Figure 5a presents the execution time for one iteration of the adaptive eigenvalue application on the Intel Paragon. Note that we cannot report the results for the 32^3 patch size on four processors; this problem would not run because of memory limitations. The 16^3 patch size gives the best performance for all numbers of processors, running between 40% and 60% slower than the non-uniform refinement method. Both memory usage and computation time are important computational resources for adaptive mesh applications. In fact, many accounting systems for parallel computers charge not only for CPU time but also for memory usage. To capture both resources, Figure 5b presents the relative space-time (i.e. megabyte-hour) cost of uniform refinement patches as compared to non-uniform patches. In this metric, uniform patches are between two and eight times more expensive.
Figure 5: These graphs illustrate the performance costs of requiring
uniform grid patches as opposed to non-uniform patches. By default,
the adaptive mesh libraries employ non-uniform patches. Results for
the 32^3 patch size on four processors are not reported; the problem
would not run due to memory limitations.
(a) A comparison of execution times for a variety of uniform patch sizes.
(b) Relative space-time (megabyte-hour) costs of uniform refinement
patches as compared to non-uniform patches.

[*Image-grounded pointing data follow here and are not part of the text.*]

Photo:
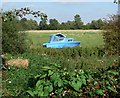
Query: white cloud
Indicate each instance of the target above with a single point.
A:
(57, 0)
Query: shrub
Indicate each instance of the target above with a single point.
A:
(111, 34)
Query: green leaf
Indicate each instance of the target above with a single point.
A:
(60, 83)
(113, 72)
(110, 88)
(99, 92)
(76, 85)
(46, 68)
(30, 92)
(50, 73)
(39, 82)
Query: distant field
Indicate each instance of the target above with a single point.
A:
(88, 38)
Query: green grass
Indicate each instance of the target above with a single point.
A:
(87, 39)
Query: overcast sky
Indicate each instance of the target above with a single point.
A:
(64, 11)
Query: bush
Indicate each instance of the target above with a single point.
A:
(111, 34)
(13, 40)
(55, 81)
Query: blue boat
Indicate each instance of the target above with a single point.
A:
(60, 41)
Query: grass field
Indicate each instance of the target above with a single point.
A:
(88, 38)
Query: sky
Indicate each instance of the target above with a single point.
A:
(64, 11)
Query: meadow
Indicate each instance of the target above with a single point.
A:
(88, 38)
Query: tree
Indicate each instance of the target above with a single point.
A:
(78, 22)
(53, 24)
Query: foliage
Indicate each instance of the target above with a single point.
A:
(57, 82)
(13, 41)
(111, 34)
(17, 80)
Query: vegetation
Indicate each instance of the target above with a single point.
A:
(86, 71)
(87, 38)
(90, 62)
(69, 25)
(111, 34)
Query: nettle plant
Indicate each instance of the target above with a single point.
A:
(55, 81)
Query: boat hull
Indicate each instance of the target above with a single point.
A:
(61, 45)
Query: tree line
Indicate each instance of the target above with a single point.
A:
(53, 24)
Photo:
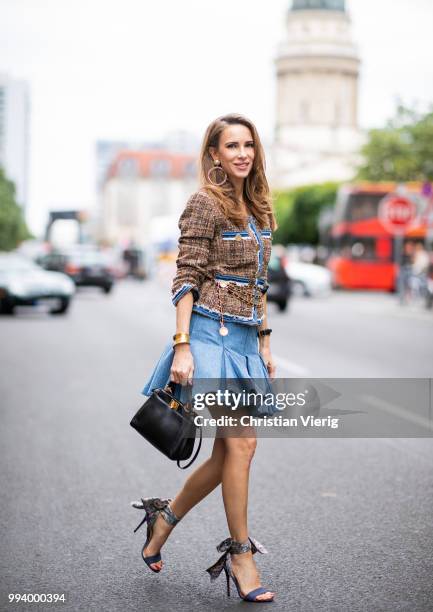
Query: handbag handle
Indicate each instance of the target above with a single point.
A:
(171, 385)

These results clearly show that uniform refinement patches are more expensive than the identical application using non-uniform patches. To solve a problem to a specified accuracy, structured adaptive mesh methods employing uniform refinement regions will require more computational resources (flops and memory) than one using non-uniform refinement regions. Likewise, given fixed resources, non-uniform refinements will solve a particular problem to higher accuracy.